Logwritten
SUNDAY, NOVEMBER 29, 2009 3:20 PM IST

Mumbai: In March, when electrical equipment maker Crompton Greaves Ltd (CGL) decided to acquire a 41% stake in group company Avantha Power and Infrastructure Ltd for Rs227 crore, its minority investors were alarmed.

Shares of CGL, a Thapar group company, plunged to a 52-week low of Rs99.70 on 26 March.

Logical view: Managing director S.M. Trehan says investing in power makes sense for Crompton as it is a field related to its main business. Ashesh Shah / Mint

Logical view: Managing director S.M. Trehan says investing in power makes sense for Crompton as it is a field related to its main business. Ashesh Shah / Mint

“We were misunderstood,” said S.M. Trehan, managing director of CGL, in an interview on Tuesday. The CGL shares “had gone for a six” after the announcement, he said.

Concerned by the “kneejerk reaction”, the board proposed a buy-back at Rs170 per share, a handsome premium of 70%. It was aimed at bolstering investor confidence and give an exit to those who had been fretful of the move.

For CGL, it was a sound investment that would help it diversify into the related field of power generation, a potentially lucrative business in a country perennially short of electricity, as it attempts to cross $8 billion in revenues by 2015 and close the gap with global peers such as Siemens AG of Germany.

CGL minority shareholders perhaps had a reason to react like they did. In mid-December, Satyam Computer Services Ltd proposed the $1.6 billion acquisition of Maytas Infrastructure Ltd and Maytas Properties Ltd, promoted by the family of founder-chairman B. Ramalinga Raju.
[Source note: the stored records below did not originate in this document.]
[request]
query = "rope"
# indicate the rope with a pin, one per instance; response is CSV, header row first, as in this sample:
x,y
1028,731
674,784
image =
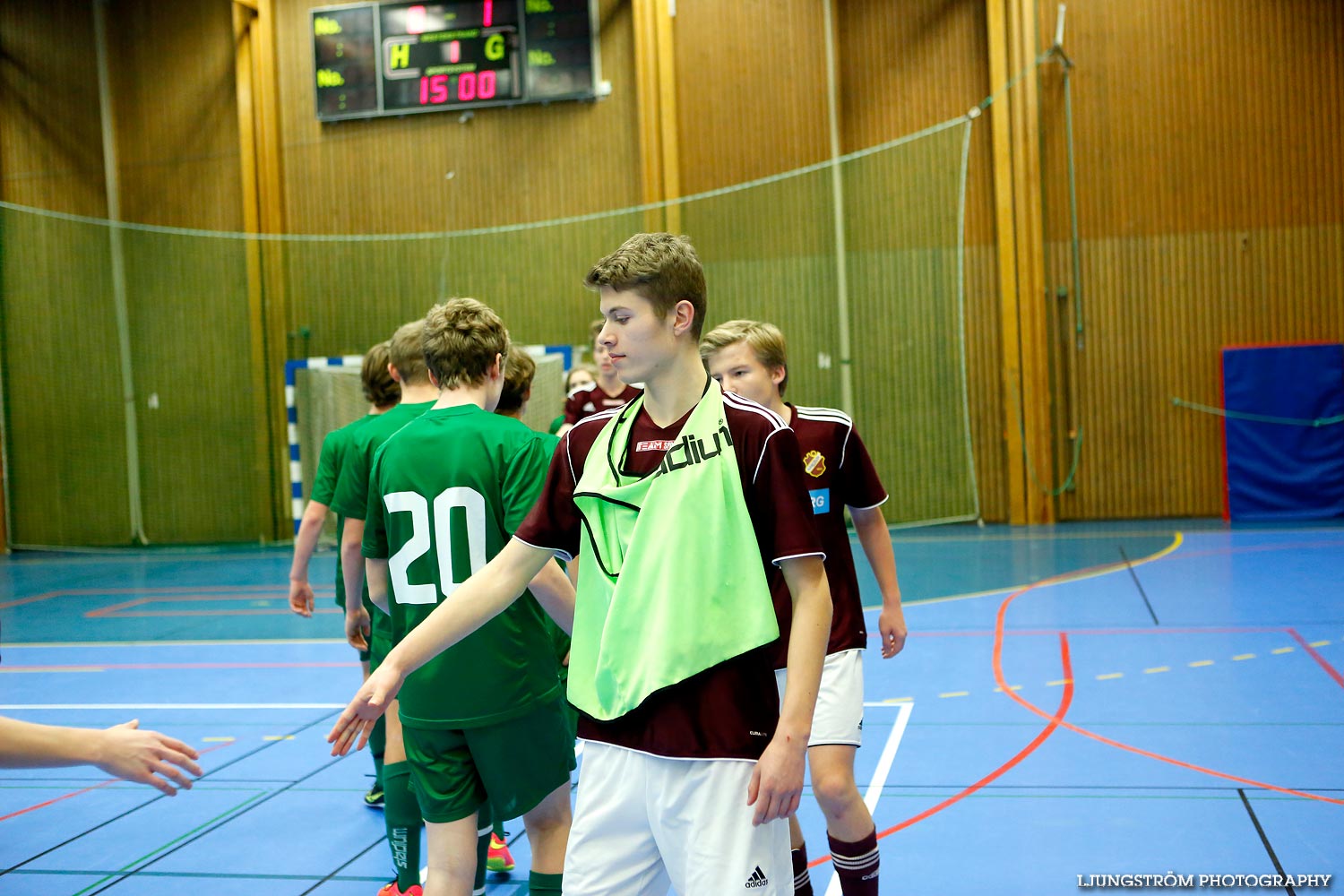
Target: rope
x,y
1258,418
An investor backlash forced Satyam to reverse the decision hours later. On 7 January, Raju confessed to having doctored the books of the company for several years to the tune of Rs7,136 crore, triggering India’s worst corporate governance scandal.
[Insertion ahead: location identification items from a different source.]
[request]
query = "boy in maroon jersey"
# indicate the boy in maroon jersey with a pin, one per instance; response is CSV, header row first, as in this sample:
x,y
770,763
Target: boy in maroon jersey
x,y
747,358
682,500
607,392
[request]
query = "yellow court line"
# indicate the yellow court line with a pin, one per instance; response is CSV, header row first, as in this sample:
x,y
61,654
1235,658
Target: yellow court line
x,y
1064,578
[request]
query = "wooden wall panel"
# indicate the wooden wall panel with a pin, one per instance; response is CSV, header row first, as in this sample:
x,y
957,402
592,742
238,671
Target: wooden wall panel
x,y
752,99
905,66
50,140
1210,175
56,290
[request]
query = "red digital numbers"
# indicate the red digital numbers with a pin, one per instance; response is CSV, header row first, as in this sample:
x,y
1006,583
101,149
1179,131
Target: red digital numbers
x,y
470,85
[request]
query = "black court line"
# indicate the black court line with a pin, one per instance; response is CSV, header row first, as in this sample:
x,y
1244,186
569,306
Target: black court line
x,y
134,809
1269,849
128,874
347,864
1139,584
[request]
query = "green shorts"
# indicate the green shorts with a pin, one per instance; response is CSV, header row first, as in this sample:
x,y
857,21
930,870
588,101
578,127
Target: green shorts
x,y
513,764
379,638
“Just because Satyam happened, you can’t put every corporate in the Satyam basket,” said Trehan. “Satyam made investors understand us wrongly.” The confidence of shareholders was restored only when they realized that the Avantha Power stake was being purchased at book value and after CGL offered to buy back shares at a premium. Not a single share had to be bought through the buy-back. CGL shares soared, and on Wednesday gained 5% to Rs290.25.
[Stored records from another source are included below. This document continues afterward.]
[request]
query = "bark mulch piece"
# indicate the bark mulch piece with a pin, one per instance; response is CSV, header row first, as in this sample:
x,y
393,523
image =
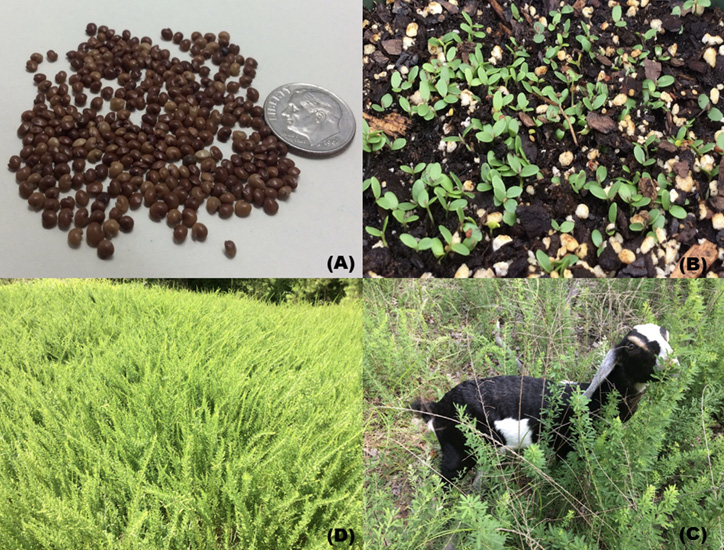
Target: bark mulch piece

CGL operates in three business segments—power systems, consumer products and industrial systems, with power systems contributing almost half the company’s revenue and profits.

The Avantha investment is the start of a “fourth vertical” for CGL in the power sector, Trehan said.

“We are wetting our feet. It is a running company generating 165MW of power and the investment was made at a book value of Rs11 per share. The markets understood...the valuation was good,” Trehan said.

Trehan is betting that power shortages, a chronic phenomenon in India where demand always stays ahead of supply, will persist for at least the next 10-15 years.

“No way is this country going to be self-sufficient in power,” he said. “Any company entering the power sector has a window of 6-8 years to make good money.”